Web3 has far-reaching impacts, especially in financial solutions. This next generation of web development is attractive to many because decentralised tech puts the control and power back in the hands of users instead of specific companies or governments. In theory, this version of the Internet is much more interoperable and provides more data security, all while eliminating centralised intermediaries.
In payments, the fundamental difference between Web2 and Web3 is decentralisation. Web2’s payment infrastructure is based on centralised banking systems which excludes people without bank or formal accounts. In Web3, native payments using cryptocurrencies and blockchain are open to anyone, free of traditional, high-cost intermediaries.
Globally, many payment providers have been testing the viability of Web3 payments. One of them is PayPal. Besides implementing blockchain technology in its payment rails, such as allowing cryptocurrencies to be traded via its platform, the payment giant wants to launch its own stablecoin, according to early 2022 reports.
Increasing adoption in Southeast Asia
Southeast Asia, already one of the world’s fastest growing online markets, has huge potential to become a global leader in Web3-based finance. There are around 480 million Internet users in Southeast Asia, according to a report by Pinebridge Investments. Despite the fact that 70% of its population are still underbanked or unbanked, its online economy is poised to grow to USD1 trillion by 2030, with 40% of global consumption online estimated to come from the region by 2040.
One of the main examples of Web3 payments in the region is Vietnam-based Axie Infinity, the gaming platform that has achieved global success with 2.5 million players buying, selling and storing crypto earnings.
In the B2B scene, many institutions have started developing blockchain and crypto settlement capabilities. For example, the Asian Development Bank is trying to make cross-border securities transactions more secure and efficient via blockchain. In March 2022, we launched Ripple’s On-Demand Liquidity service in all our payment corridors, leveraging the digital asset XRP and blockchain technology to eliminate traditional prefunding, allowing remittance operators to increase their cash flow.
Understanding challenges of Web3 payments
The Web3 conversations around payments ride on the assumption that adopters are united in goals and have reached an adequate literacy level. The current iteration of Web3, with its technicalities and jargon, are simply too complex for the masses. For those in the payment business, having to do it all yourself may not make sense cost-wise. Web3-based payment systems are also vulnerable to volatility. Decentralised currencies without centralised control fluctuate wildly, resulting in high transaction costs and making cross-border trades difficult.

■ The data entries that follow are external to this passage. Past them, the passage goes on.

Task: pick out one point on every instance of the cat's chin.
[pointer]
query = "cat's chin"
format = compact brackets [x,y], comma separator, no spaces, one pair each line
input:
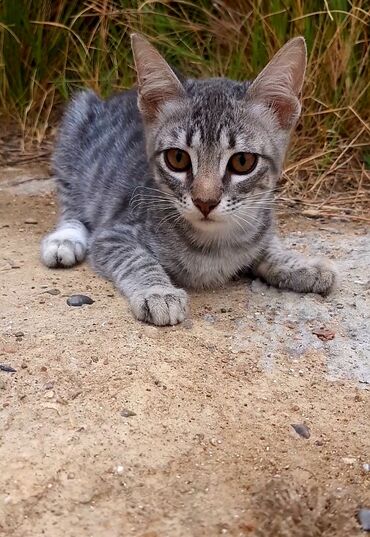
[208,224]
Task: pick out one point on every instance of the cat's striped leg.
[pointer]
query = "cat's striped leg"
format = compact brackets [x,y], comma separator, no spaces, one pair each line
[287,269]
[117,254]
[66,246]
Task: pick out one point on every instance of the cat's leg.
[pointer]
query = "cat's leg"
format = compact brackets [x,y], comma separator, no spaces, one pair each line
[117,254]
[287,269]
[66,246]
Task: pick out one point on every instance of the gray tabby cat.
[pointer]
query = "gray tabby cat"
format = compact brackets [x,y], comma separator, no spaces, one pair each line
[172,185]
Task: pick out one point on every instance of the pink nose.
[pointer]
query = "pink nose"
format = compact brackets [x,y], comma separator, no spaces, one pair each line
[207,206]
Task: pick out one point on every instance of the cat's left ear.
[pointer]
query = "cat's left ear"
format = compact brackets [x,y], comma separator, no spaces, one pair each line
[157,83]
[280,83]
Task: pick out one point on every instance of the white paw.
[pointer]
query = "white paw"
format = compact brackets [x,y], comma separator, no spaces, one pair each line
[160,305]
[321,276]
[65,247]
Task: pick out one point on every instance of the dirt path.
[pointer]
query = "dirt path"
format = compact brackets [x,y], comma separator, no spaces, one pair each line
[209,448]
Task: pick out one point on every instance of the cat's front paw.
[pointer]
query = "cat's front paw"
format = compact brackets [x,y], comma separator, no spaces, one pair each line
[160,305]
[317,276]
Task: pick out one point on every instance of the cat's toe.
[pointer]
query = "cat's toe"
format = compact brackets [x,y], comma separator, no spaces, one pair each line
[324,276]
[62,253]
[162,306]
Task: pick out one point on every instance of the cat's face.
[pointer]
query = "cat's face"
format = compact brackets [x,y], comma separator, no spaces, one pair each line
[216,147]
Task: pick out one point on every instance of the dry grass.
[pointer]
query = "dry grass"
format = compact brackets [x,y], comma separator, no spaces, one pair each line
[47,49]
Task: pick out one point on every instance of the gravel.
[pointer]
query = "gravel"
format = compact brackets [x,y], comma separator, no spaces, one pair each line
[79,300]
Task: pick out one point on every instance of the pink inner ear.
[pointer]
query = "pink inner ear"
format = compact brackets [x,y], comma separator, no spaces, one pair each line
[286,110]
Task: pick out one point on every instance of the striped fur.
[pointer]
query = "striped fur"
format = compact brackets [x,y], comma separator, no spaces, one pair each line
[135,217]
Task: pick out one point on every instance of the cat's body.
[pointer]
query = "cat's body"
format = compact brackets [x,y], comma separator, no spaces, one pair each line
[192,220]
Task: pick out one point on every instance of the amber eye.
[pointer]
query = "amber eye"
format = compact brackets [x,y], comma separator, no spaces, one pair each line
[177,160]
[242,163]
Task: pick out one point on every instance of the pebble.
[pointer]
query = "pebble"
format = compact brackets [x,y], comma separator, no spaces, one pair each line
[53,292]
[348,460]
[126,413]
[19,334]
[364,518]
[302,430]
[211,319]
[7,368]
[151,331]
[258,287]
[79,300]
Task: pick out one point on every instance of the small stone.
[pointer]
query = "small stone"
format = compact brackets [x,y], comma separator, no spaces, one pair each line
[258,287]
[187,324]
[52,292]
[364,518]
[302,430]
[19,334]
[126,413]
[311,213]
[324,334]
[7,368]
[349,460]
[79,300]
[151,331]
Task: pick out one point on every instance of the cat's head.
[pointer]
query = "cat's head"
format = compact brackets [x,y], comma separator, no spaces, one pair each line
[216,147]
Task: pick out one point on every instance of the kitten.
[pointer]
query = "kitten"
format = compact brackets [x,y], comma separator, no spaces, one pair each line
[172,185]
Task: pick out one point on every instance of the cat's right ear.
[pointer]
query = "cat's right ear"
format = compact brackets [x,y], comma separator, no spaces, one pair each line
[279,84]
[157,83]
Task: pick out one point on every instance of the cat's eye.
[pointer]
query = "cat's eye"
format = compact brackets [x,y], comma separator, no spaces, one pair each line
[177,160]
[242,163]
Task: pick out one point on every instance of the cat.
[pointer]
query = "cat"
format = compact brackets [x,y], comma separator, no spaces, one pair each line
[172,184]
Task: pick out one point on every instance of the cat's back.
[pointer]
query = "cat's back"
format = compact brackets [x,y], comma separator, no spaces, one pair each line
[92,128]
[98,157]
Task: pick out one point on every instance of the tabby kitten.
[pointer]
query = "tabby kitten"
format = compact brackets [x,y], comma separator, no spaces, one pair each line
[172,185]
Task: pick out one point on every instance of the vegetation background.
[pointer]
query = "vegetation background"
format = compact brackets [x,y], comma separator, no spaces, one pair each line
[48,48]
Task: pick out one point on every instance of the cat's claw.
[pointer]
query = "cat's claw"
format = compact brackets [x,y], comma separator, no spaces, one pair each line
[316,275]
[160,305]
[66,246]
[62,253]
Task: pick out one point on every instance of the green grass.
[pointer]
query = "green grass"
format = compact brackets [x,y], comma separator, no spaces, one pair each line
[48,48]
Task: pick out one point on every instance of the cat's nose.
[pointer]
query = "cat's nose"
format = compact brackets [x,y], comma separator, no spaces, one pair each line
[207,206]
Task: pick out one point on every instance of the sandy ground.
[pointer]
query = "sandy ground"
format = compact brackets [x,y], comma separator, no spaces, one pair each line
[209,448]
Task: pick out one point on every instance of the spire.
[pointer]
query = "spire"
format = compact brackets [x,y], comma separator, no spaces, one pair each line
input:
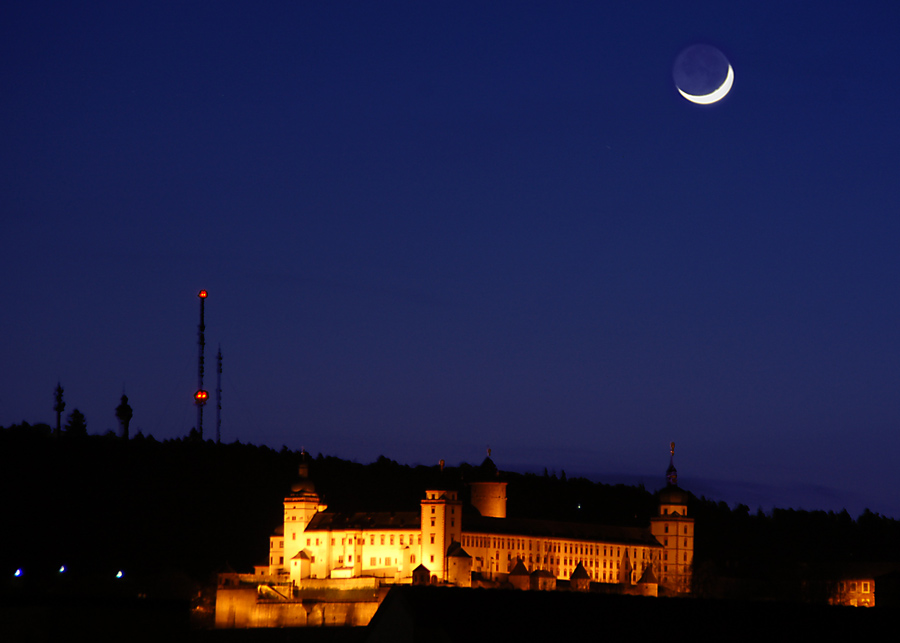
[672,472]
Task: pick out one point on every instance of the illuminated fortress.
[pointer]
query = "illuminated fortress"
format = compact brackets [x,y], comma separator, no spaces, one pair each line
[316,551]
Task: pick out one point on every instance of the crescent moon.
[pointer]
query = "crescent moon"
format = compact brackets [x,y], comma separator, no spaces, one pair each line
[713,96]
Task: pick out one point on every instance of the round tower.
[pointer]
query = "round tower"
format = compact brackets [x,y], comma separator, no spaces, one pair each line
[488,493]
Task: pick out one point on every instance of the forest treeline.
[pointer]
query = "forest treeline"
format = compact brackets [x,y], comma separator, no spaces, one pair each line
[188,508]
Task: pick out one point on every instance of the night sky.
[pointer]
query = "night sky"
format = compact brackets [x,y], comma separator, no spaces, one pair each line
[430,227]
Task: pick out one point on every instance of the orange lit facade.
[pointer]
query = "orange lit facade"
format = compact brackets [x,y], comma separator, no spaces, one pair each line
[314,544]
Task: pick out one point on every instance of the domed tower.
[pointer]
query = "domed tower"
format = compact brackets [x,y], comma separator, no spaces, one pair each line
[299,508]
[488,492]
[675,532]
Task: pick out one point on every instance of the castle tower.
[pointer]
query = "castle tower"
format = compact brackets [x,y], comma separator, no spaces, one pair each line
[299,508]
[488,493]
[441,527]
[675,532]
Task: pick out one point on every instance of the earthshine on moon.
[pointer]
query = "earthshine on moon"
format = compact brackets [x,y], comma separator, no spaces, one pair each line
[702,74]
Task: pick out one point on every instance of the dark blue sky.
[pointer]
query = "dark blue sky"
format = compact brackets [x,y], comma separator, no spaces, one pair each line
[430,227]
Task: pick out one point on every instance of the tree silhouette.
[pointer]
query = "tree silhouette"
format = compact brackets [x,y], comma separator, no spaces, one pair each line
[77,425]
[123,414]
[59,407]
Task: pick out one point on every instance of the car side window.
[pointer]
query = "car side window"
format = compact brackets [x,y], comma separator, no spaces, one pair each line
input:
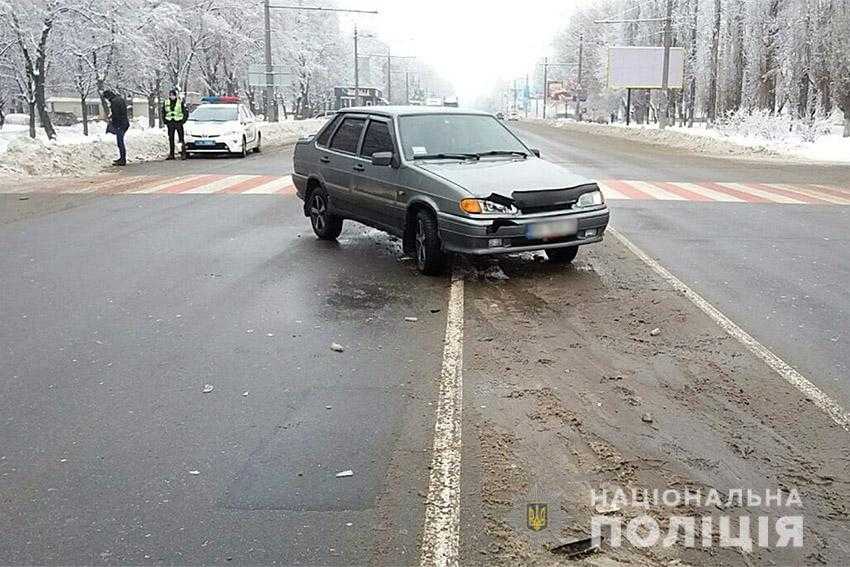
[377,139]
[325,136]
[348,135]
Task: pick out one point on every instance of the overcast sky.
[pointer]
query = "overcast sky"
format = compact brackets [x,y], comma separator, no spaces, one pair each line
[472,43]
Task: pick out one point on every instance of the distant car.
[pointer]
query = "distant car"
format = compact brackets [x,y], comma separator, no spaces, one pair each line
[222,125]
[443,180]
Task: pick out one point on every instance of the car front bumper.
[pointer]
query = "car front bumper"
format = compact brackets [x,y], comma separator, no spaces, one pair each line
[233,145]
[506,235]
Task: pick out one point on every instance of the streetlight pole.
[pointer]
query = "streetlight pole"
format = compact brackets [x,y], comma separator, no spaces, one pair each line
[271,104]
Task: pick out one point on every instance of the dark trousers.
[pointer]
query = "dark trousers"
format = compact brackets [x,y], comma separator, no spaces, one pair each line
[119,138]
[172,128]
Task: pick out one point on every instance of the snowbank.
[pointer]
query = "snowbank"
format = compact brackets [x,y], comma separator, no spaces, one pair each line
[73,154]
[726,141]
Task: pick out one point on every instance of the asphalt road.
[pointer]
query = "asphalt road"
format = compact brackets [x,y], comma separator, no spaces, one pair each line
[778,270]
[118,311]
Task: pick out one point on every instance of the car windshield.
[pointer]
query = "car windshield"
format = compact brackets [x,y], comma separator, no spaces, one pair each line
[455,134]
[214,113]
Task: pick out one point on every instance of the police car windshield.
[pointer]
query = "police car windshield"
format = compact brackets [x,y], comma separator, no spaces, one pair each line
[215,113]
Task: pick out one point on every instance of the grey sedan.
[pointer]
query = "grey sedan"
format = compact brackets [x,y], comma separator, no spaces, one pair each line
[444,180]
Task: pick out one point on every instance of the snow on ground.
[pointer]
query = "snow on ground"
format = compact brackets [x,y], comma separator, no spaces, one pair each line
[726,141]
[74,154]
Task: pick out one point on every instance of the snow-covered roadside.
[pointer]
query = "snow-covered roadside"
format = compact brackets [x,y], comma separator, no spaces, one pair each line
[830,148]
[73,154]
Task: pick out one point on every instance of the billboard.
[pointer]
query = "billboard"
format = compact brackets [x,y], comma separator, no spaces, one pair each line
[643,67]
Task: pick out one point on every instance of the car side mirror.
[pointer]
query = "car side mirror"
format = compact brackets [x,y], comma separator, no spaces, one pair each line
[382,159]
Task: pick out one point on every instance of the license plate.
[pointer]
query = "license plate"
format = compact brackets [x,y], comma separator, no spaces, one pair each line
[551,230]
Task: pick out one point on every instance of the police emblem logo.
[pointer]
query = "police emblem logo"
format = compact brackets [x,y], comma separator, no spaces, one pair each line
[537,516]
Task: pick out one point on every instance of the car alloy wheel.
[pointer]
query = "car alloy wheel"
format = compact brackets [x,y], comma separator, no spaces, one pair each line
[421,248]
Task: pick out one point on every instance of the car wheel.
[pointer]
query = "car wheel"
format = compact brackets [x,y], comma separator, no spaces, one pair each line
[430,258]
[327,226]
[562,255]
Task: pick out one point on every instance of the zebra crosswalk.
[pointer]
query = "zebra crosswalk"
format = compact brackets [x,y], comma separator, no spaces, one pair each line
[613,189]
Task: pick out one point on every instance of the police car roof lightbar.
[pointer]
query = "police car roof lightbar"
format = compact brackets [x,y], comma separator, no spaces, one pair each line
[220,99]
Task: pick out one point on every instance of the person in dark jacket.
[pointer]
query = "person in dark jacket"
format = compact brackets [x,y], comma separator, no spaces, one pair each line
[174,115]
[119,123]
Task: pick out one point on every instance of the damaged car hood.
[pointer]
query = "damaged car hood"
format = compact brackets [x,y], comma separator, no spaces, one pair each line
[503,177]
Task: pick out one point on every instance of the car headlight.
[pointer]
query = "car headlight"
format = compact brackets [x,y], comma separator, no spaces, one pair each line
[485,207]
[590,199]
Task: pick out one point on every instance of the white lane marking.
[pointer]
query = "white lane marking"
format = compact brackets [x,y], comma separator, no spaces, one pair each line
[441,532]
[838,414]
[270,187]
[220,185]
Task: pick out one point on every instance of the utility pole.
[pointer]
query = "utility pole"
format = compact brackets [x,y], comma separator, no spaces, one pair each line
[356,71]
[526,95]
[665,79]
[580,59]
[271,104]
[545,84]
[267,7]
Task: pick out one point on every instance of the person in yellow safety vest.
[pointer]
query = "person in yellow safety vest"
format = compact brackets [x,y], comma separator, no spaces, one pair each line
[174,115]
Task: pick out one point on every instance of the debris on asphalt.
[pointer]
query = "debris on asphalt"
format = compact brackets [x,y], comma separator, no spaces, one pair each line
[577,547]
[495,273]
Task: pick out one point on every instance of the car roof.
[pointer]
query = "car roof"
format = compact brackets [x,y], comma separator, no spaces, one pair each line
[392,111]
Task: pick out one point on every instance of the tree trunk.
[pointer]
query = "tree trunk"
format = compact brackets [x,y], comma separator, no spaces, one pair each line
[715,64]
[85,109]
[692,89]
[32,118]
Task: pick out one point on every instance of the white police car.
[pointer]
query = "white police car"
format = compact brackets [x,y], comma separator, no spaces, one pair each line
[222,125]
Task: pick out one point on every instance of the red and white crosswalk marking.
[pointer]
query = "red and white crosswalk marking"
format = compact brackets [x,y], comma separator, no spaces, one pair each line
[159,185]
[741,192]
[614,189]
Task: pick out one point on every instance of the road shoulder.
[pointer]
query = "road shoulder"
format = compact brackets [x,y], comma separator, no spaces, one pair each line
[571,391]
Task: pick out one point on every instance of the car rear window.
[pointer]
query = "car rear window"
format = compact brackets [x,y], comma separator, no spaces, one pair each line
[348,134]
[325,136]
[377,139]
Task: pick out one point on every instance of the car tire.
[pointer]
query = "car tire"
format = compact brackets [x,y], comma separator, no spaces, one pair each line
[430,258]
[327,226]
[562,255]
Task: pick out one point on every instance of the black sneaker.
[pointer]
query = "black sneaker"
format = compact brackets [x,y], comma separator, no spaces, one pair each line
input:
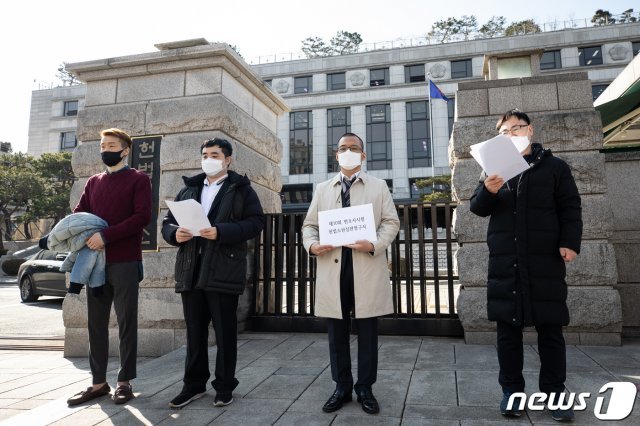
[222,399]
[185,398]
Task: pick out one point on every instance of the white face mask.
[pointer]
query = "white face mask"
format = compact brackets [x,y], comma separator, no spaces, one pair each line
[349,160]
[521,143]
[212,166]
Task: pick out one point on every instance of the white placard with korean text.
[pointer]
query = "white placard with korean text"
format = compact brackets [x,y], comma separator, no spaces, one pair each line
[347,225]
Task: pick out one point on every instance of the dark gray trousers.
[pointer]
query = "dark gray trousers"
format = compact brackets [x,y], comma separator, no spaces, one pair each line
[121,289]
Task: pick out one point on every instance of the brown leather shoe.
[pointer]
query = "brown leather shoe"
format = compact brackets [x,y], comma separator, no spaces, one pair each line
[89,394]
[123,394]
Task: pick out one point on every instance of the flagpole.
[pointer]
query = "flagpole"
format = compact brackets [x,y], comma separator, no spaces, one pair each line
[431,135]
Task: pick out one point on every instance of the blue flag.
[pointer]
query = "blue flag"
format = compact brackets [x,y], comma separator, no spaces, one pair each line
[436,93]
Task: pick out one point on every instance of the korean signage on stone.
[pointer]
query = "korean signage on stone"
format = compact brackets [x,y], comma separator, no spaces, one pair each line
[145,156]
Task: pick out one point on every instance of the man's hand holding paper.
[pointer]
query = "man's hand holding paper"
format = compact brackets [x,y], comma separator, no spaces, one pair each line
[190,217]
[498,156]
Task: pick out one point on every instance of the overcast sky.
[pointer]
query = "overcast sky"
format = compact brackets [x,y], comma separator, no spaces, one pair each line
[36,36]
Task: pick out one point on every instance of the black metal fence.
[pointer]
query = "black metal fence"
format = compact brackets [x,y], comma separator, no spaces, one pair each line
[423,275]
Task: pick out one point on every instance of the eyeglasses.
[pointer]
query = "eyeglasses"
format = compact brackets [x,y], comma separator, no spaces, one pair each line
[513,129]
[352,148]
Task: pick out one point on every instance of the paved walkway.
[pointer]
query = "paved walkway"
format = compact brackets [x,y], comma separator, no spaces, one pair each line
[285,380]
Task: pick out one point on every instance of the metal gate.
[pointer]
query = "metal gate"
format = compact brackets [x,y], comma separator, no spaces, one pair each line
[423,275]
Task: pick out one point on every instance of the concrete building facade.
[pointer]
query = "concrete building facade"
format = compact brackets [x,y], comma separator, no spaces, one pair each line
[382,96]
[53,119]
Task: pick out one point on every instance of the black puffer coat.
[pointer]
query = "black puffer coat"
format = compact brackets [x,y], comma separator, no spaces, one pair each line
[217,265]
[526,284]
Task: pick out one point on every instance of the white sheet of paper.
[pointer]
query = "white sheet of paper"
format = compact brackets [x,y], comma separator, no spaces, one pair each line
[189,215]
[347,225]
[498,156]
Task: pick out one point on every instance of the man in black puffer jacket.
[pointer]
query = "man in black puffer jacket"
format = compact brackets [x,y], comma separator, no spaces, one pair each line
[211,269]
[535,227]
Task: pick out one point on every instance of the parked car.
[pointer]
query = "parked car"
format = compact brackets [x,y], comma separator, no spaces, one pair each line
[40,275]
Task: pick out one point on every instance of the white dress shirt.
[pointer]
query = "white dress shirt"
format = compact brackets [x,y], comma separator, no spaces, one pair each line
[209,192]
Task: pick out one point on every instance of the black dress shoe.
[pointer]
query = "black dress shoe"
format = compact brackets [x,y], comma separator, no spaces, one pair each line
[368,402]
[337,399]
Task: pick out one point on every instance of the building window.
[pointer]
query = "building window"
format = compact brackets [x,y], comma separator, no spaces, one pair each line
[551,60]
[70,108]
[416,192]
[300,142]
[338,123]
[414,73]
[296,194]
[461,69]
[597,89]
[336,81]
[68,140]
[302,84]
[451,114]
[418,136]
[378,137]
[590,56]
[379,77]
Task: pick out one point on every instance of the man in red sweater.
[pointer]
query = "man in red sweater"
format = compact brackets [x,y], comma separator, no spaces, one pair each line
[122,197]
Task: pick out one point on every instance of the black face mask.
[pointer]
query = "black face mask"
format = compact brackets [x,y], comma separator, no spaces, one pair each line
[111,158]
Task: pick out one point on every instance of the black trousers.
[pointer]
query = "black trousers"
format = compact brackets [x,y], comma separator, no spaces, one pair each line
[339,336]
[553,358]
[200,308]
[121,289]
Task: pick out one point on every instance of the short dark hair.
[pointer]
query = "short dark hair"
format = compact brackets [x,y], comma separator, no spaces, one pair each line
[352,135]
[120,134]
[512,113]
[225,146]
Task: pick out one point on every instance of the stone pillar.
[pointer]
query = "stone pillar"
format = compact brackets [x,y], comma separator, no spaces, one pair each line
[187,92]
[564,120]
[623,171]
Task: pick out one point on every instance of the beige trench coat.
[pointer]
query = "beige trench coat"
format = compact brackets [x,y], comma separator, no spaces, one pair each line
[372,288]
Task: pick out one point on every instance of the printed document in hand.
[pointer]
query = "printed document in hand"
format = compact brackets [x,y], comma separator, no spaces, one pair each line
[338,227]
[499,156]
[189,215]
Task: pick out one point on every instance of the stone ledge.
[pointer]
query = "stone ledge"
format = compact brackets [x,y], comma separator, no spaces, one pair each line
[209,113]
[590,339]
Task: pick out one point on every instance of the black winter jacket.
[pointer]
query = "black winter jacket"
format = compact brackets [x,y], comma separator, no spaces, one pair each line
[532,216]
[217,265]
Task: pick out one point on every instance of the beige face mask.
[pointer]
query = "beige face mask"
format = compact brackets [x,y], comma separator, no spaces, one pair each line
[212,166]
[349,160]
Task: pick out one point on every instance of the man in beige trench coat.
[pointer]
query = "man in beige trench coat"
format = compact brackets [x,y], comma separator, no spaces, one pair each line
[353,280]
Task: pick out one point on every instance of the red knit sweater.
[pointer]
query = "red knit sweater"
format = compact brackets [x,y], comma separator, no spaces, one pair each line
[123,200]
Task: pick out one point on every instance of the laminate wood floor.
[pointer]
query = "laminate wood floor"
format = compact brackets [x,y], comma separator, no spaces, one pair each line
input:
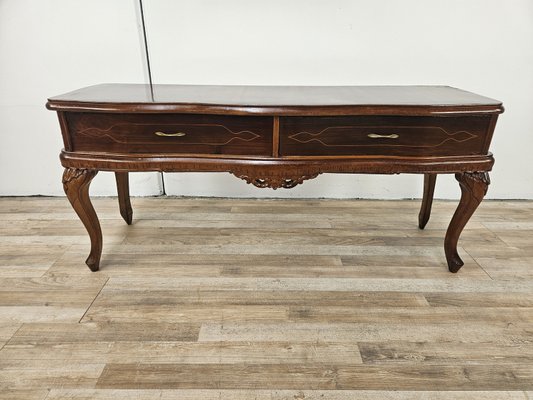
[265,299]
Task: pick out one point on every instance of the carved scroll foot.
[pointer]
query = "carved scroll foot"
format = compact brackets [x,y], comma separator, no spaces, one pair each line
[124,203]
[76,184]
[427,200]
[473,188]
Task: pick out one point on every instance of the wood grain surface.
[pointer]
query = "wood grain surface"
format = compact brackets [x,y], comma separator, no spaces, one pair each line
[265,299]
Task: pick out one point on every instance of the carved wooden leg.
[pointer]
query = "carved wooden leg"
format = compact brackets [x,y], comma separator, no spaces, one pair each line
[123,189]
[76,184]
[473,188]
[427,200]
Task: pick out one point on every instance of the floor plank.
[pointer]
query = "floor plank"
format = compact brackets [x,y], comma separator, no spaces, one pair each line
[265,299]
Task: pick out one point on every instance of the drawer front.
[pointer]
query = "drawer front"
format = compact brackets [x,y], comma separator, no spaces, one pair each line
[383,135]
[170,133]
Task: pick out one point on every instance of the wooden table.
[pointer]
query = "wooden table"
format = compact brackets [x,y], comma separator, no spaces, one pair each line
[276,137]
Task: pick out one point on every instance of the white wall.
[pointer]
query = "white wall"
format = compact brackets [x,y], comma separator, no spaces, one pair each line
[485,46]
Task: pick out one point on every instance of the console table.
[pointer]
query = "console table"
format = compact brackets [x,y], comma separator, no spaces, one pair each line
[276,137]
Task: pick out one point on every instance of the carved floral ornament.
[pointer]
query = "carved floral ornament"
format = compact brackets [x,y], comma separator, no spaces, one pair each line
[273,180]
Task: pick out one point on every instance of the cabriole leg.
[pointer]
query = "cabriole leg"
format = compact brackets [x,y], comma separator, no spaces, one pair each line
[427,200]
[124,203]
[474,186]
[76,183]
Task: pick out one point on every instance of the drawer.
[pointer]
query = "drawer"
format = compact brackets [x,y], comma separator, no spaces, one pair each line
[383,135]
[170,133]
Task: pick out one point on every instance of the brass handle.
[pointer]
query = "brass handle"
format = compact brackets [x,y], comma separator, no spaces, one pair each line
[177,134]
[378,136]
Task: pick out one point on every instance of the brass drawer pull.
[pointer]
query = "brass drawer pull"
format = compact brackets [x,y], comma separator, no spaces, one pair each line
[177,134]
[378,136]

In theory, Web3 can seamlessly connect a merchant or e-commerce site with point-of-sale (PoS) devices and allow users and businesses to transact in cryptocurrencies using mobile wallets. However, mobile wallet operators remain cautious about its application. Grab Financial Group’s Chris Yeo said the fintech giant is “approaching crypto in a measured way by only working with platforms and players recognised by regulators”. This includes “having the right KYC processes in place” to mitigate risks. This is a compelling point. Like Yeo, most businesses include blockchain and crypto in their conversations, but still pivot to regulators (centralised institutions) for stability and compliance.
What do we think?
We think it depends on what you’re trying to achieve. If you would like to place your trust in technology and have technical competency (or a team), decentralised finance is for you. If you want to share risk and still place your trust in institutions, go with a solution that combines the best of traditional centralised financial systems and decentralised blockchain solutions.
The ultimate goal should be to simplify payments instead of overcomplicating it. Web3 or decentralised finance should open a lot more business opportunities globally, so doing a cost-benefit analysis remains more important than ever. But that’s a story for another day.